While I've been out of the classroom for a few years, I'm still far more comfortable with my ability to build relationships and engage students in content when I'm in person rather than trying to do so digitally (whether synchronous or asynchronous). Knowing this helps me prepare for a few different scenarios, the most intense of which I'll try to explain in this post. I'm aware that being a high school teacher affords me privileges that elementary does not have. I'm aware that my location affords me privileges that more rural areas do not have.
Assuming that we begin on a completely digital platform (remote 100%), I have started to build out all of my content into modules on our new Learning Management System, Canvas. Sure, why not learn a new LMS while also learning differently?! I'm up for it, to be honest. Why not? In terms of pacing and content, I am hopeful that I can run it like an online college course. Lectures and in-class activities will be kept to a minimum, and a lot of the energy will be put into the forum. The online college courses I took (now, keep in mind that I was paying for them, so I recognize there will be a slight difference in motivation) were weak on community-building and strong on relationship-building. Right now, I need to realize this.
Here's our tentative schedule, which I appreciate our district sharing with more than a month to plan for it.
The thing I've been talking to my teams about is the desire to reduce the number of variables. The reason why is because as much as I like taking risks, they need to be calculated risks. With fewer variables, the risks can be more guided. I'll be using Mathematics Vision Project (Integrated 1 and Integrated 2) to guide the flow of concepts, Desmos Activity Builder to elicit a lot of the student responses, and Canvas to host it all.
(Nearly) every lesson will:
- start with a wellness check or relationship-building prompt (probably a version of Sara's name tents)
- engage in a brief warm-up (I'm a big fan of Would You Rather Math, ya know)

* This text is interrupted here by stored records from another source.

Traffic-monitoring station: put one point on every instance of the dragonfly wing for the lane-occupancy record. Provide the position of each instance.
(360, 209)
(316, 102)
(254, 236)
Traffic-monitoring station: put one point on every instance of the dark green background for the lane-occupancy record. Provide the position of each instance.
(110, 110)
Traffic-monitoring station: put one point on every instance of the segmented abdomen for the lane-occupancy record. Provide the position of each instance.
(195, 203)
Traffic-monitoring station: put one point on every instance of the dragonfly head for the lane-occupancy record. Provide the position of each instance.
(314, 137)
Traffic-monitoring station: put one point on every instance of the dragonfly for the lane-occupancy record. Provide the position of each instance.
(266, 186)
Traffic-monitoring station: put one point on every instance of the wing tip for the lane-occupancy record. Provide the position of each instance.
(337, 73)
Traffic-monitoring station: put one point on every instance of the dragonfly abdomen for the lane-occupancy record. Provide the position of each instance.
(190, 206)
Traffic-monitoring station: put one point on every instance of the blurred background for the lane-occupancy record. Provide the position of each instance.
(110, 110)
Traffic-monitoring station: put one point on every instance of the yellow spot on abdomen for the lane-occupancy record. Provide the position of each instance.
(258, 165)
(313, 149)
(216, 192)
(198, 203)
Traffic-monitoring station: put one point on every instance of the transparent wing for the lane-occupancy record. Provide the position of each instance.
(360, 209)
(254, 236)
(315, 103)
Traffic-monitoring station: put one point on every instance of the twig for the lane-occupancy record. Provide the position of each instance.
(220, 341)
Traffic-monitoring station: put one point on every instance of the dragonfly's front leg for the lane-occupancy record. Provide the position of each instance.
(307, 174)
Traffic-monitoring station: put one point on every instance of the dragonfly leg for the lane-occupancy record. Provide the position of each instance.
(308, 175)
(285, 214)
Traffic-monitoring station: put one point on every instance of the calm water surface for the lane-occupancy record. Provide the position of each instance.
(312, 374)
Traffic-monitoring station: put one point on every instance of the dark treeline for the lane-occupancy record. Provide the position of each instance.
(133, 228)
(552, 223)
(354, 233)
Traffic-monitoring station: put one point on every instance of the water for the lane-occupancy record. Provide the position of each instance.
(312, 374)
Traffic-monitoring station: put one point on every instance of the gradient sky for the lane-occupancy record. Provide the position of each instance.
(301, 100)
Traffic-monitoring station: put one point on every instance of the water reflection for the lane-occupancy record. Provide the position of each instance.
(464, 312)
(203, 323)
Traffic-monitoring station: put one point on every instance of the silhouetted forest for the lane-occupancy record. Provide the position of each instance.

- lean on a "blue sheet" thanks to the idea from Sara Ven Der Werf. We won't want to reteach content from previous grades, so we will be providing a support sheet that offers the foundational material that students may need for the module.
- allow students to engage with a mathematical prompt (guided by the Mathematics Vision Project content)
- build in as much time for students to talk to each other as possible
- lower academic expectations (can I say that? I think I can. After all, this is not normal!)
- maintain professional expectations (because yeah, we still have those)
- end with an exit ticket to help me prepare for the next day
- follow up with a mathematician from this list (thanks, Annie!)
- be accompanied by practice problems, solutions, and a video to explain some of them
This sounds like a lot. Maybe I'll just go on a 300-day deep sea fishing trip instead...
What are you planning for? Any ideas to share?